Tuesday, April 08, 2003

Today in the school newspaper, the veritable Quest, always seeking and never finding, I saw yet another article concerning the efforts of the library-workers of Reed College to unionize so as to prove their payment and working conditions. This afternoon I approached a girl working at the library desk and I questioned her as to whether or not there was a copy of the book entitled "Catullus and His World" on reserve, to which she replied, "Do you have the call number?" Now, I did not have the call number, and I was forced to exert myself and look it up, then give it to her, upon which she promptly retrieved the book for me, and we both went about our business. However, there are computers at the library desks. And the library workers have access to those computers. And she was not engaged in any other activity concerning her work -- well, there is work and then there is work. She was doing work, mayhaps, but it is not of the kind and type that one is being paid to do. It was homework. She was being paid to do one kind of work, and she was setting herself about an entirely different type of work. And when I asked for help, she proceeded to have me go about her work so that she wouldn't have to go about my work. In any event, this all has something to do with the fact that the Reed workers are poorly treated, seeing as they spend so much time working, and indeed deserve more pay. I feel this extension of pay and improvement of working conditions might profitably be extended to all those who spend any time in the library; if we, the humble students of the Reed community, are not going to receive pay for reading long books for long hours, while they, the workers of our humble school library, are to receive pay for the doing the same while making us go about their business of searching out a book's call number, then I think a serious offense is being committed against the united citizenry of Reed College in general. It is absolutely infuriating.
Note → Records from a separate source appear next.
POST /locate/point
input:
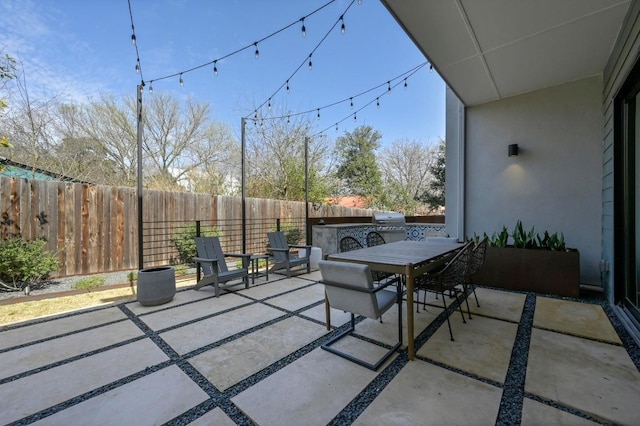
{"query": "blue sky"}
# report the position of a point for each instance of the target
(77, 49)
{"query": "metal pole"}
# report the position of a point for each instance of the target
(243, 183)
(139, 188)
(306, 188)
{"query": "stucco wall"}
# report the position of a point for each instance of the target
(555, 183)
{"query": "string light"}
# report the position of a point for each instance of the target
(307, 59)
(134, 42)
(255, 44)
(400, 78)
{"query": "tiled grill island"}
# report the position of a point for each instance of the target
(327, 237)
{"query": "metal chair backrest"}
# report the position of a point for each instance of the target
(277, 239)
(210, 248)
(348, 244)
(374, 239)
(349, 287)
(455, 271)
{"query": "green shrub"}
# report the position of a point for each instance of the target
(24, 262)
(90, 282)
(181, 269)
(185, 242)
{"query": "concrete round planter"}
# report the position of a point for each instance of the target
(156, 285)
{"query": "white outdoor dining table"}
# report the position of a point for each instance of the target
(408, 258)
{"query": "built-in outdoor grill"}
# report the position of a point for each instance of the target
(392, 226)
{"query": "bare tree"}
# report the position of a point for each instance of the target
(275, 160)
(406, 167)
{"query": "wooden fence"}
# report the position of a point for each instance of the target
(94, 229)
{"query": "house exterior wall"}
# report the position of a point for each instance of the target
(623, 57)
(555, 182)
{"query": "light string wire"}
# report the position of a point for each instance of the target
(340, 20)
(249, 46)
(404, 76)
(134, 41)
(376, 99)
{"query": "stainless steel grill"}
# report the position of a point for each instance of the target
(392, 226)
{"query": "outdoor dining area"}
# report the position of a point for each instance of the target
(393, 333)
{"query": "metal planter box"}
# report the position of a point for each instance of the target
(539, 271)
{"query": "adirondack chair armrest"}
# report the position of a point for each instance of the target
(214, 262)
(284, 250)
(300, 246)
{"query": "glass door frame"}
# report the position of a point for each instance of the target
(626, 107)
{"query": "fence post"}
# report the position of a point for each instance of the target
(198, 270)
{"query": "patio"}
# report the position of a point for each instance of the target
(253, 356)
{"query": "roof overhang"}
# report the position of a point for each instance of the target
(487, 50)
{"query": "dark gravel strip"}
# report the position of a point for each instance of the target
(510, 412)
(627, 341)
(360, 403)
(91, 394)
(565, 408)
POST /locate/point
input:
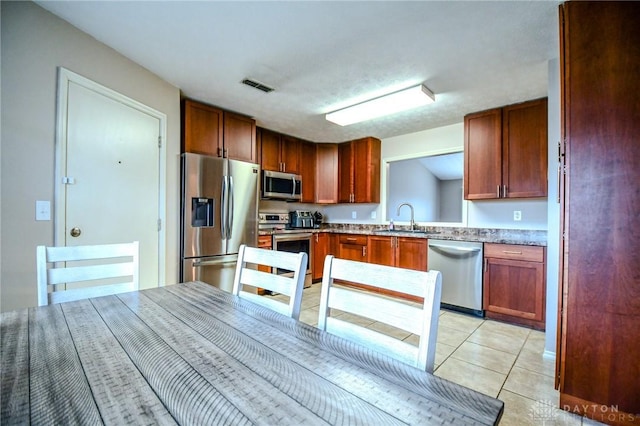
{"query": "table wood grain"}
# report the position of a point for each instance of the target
(192, 354)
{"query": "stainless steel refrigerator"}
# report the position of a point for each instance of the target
(219, 213)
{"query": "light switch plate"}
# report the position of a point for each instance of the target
(43, 210)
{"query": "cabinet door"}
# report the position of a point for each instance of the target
(326, 181)
(366, 170)
(516, 289)
(320, 251)
(353, 247)
(524, 149)
(381, 250)
(483, 155)
(202, 129)
(240, 137)
(411, 253)
(308, 171)
(345, 172)
(269, 150)
(290, 154)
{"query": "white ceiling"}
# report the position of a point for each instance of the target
(323, 55)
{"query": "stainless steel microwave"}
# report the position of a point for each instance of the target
(281, 186)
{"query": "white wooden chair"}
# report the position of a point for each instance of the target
(419, 320)
(289, 285)
(97, 270)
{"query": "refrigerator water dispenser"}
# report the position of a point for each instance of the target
(201, 212)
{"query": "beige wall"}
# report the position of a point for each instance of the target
(34, 44)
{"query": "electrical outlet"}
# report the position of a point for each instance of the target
(43, 210)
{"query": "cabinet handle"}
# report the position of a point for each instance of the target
(559, 176)
(511, 252)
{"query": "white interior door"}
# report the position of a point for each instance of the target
(110, 176)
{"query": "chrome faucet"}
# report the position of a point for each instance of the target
(413, 223)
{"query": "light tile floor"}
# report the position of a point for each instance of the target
(497, 359)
So that aside, I just spent about an hour and a half reading about Catullus. We approach books very often as we approach television -- we hope for something instantly entertaining that will release pleasure into our cerebral cortex in short intervals. But to sit down with discipline and commit oneself to a thorough reading of a book, this is another matter entirely. I think that it is so far from being a vice in fact a virtue to simply commit a block of time to reading a book, cover to cover. And not a simple, easy book like "Alice's Adventures in Wonderland" but a rather more difficult book, like Gibbon's adventures in Rome. There is immense profit to be found in simply committing one's mind to a task and having at it for hours on end. The mental stimulation is only one of the benefits to be secured from such activity; straining against one's own impatient will, keeping one's eyes from glazing over at the repetitive list of place names that accumulates like a mountain from a molehill of abstruse references, and continually searching and grasping with one's mind for a point, a verb, a manner of location, anything -- these are all useful and commendable skills. Because the next time someone whom you are paying asks you to do the work you are paying them to do, you will have obtained at least a modicum of the self-discipline neccessary to keep from yelling at them and stamping your feet repeatedly like an unruly four year-old.

On a final note, it would be enjoyable to sit down and read the Aeneid in latin, entirely, with no notes, translation, or aids in the way of a guide, source-book, dictionary, etc. The mind is so used to encountering things it understands that it rarely sojourns into unfamiliar or unknown territory. To you all I bid grace.